Develop a cool feature in the smart-TV that can recognize five different gestures performed by the user which will help users control the TV without using a remote. The gestures are continuously monitored by the webcam mounted on the TV. Each gesture corresponds to a specific command:
- Thumbs up: Increase the volume
- Thumbs down: Decrease the volume
- Left swipe: 'Jump' backwards 10 seconds
- Right swipe: 'Jump' forward 10 seconds
- Stop: Pause the movie
The training data consists of a few hundred videos categorized into one of the five classes. Each video (typically 2-3 seconds long) is divided into a sequence of 30 frames(images). These videos have been recorded by various people performing one of the five gestures in front of a webcam - like what the smart TV will use. Task is to train a model on the 'train' folder which performs well on the 'val' folder as well (as usually done in ML projects). We have withheld the test folder for evaluation purposes - your final model's performance will be tested on the 'test' set.
For analyzing videos using neural networks, two types of architectures are used commonly.
The conv2D network will extract a feature vector for each image, and a sequence of these feature vectors is then fed to an RNN-based network. The output of the RNN is a regular softmax (for a classification problem such as this one).
3D convolutions are a natural extension to the 2D convolutions. For video data, each data point is IID, but in each datapoint images are in sequence. We perform Conv2D on images, here we have temporal dimension as the third dimension. Just like in 2D conv, we move the filter in two directions (x and y), in 3D conv, we move the filter in three directions (x, y and z). So, for 3D conv cubic or 3-D kernals are used. Considering a video of 30FPS (Frame per seconds). One second of the video can be represented as 30 sequences of images. If each image or frame is of shape 100x100x3 (3 is no. of channels), then the video becomes a 4-D tensor of shape 100x100x3x30 which can be written as (30x100x100)x3 where 3 is the number of channels and 30 is no. of sequences in each datapoint. This is the input tensor shape of Conv 3D network. Cubic filters are used to convolve and create the feature maps. There are 3D Pooling layers to reduce the dimension. Followed by flattening and then it goes to a Feed Forward network with softmax activation at outer layer for classification scenarios.

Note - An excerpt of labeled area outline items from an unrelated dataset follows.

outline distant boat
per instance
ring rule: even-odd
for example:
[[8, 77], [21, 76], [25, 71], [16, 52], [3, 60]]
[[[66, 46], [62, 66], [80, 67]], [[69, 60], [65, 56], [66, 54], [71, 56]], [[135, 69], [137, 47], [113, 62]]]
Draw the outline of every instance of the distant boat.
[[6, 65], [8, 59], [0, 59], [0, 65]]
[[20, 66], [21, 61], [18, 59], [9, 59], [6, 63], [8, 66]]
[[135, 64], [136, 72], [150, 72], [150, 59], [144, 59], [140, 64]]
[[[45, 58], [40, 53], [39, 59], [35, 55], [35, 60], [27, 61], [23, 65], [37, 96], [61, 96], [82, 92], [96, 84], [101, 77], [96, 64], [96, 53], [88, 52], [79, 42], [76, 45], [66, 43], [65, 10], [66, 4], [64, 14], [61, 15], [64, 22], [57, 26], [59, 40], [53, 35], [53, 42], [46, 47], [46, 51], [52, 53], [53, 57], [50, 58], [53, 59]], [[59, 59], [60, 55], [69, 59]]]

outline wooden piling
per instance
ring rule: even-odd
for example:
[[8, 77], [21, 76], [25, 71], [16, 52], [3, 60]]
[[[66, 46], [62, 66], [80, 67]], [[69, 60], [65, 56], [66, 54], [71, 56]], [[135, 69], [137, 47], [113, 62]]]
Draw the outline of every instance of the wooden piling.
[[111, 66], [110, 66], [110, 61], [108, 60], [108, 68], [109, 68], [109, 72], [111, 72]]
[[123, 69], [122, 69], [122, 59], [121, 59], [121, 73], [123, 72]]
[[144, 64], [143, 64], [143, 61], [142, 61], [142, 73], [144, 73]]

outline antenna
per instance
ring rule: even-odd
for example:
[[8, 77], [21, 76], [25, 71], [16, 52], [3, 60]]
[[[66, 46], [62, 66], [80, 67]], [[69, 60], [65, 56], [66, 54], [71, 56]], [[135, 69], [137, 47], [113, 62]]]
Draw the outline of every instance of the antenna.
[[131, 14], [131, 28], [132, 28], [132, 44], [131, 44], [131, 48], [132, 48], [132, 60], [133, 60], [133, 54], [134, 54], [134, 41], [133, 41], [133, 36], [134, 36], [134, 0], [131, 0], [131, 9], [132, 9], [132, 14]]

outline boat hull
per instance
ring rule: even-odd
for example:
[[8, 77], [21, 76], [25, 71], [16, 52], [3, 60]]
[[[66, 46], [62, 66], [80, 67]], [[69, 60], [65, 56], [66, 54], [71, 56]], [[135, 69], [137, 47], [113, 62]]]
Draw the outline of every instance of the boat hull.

We have created custom data generator function. It works like a generator object. It takes batch size as input and instead of loading all training datapoints at once, it reads datapoints based on the value of the batch size and then performs required image preprocessing and yields data for training. We have performed required resizing of images. As we have different image sizes in dataset, we resized all images to 100x100 with 3 channels. Performed Normalizations for each channel separately using min-max scaling. Tested the data generator function to check if it yields the data properly.
We have performed experiments with different types of architectures. For Conv2D+ RNN types of models, we have explored different transfer learnings and fine-tuned the pre-trained weights to extract features and then fed it to RNN-based networks like LSTM, RNN. This type of architectures have lot of model parameters and it took good amount of time to train these kinds of models. We explored 5 such models and got best validation accuracy of .85 using Xception(Finetuned) + LSTM architecture (Model 5). The model has 40133165 parameters. Then we tried exploring different network architectures of Conv3D. Training time required for these models are far lesser than Conv2D+ RNN type models. Explored Adam, Nadam, RMSprop as optimizers in different experiments. Adam and Nadam gave faster convergence and better validation accuracy. We got best validation accuracy of .93 (Model 7). This model has only 2817477 parameters (almost 15 times lesser than best Conv2D+RNN type model). Model 7 (model-00025-0.17594-0.95023-0.28937-0.93000.h5) considered as our final model.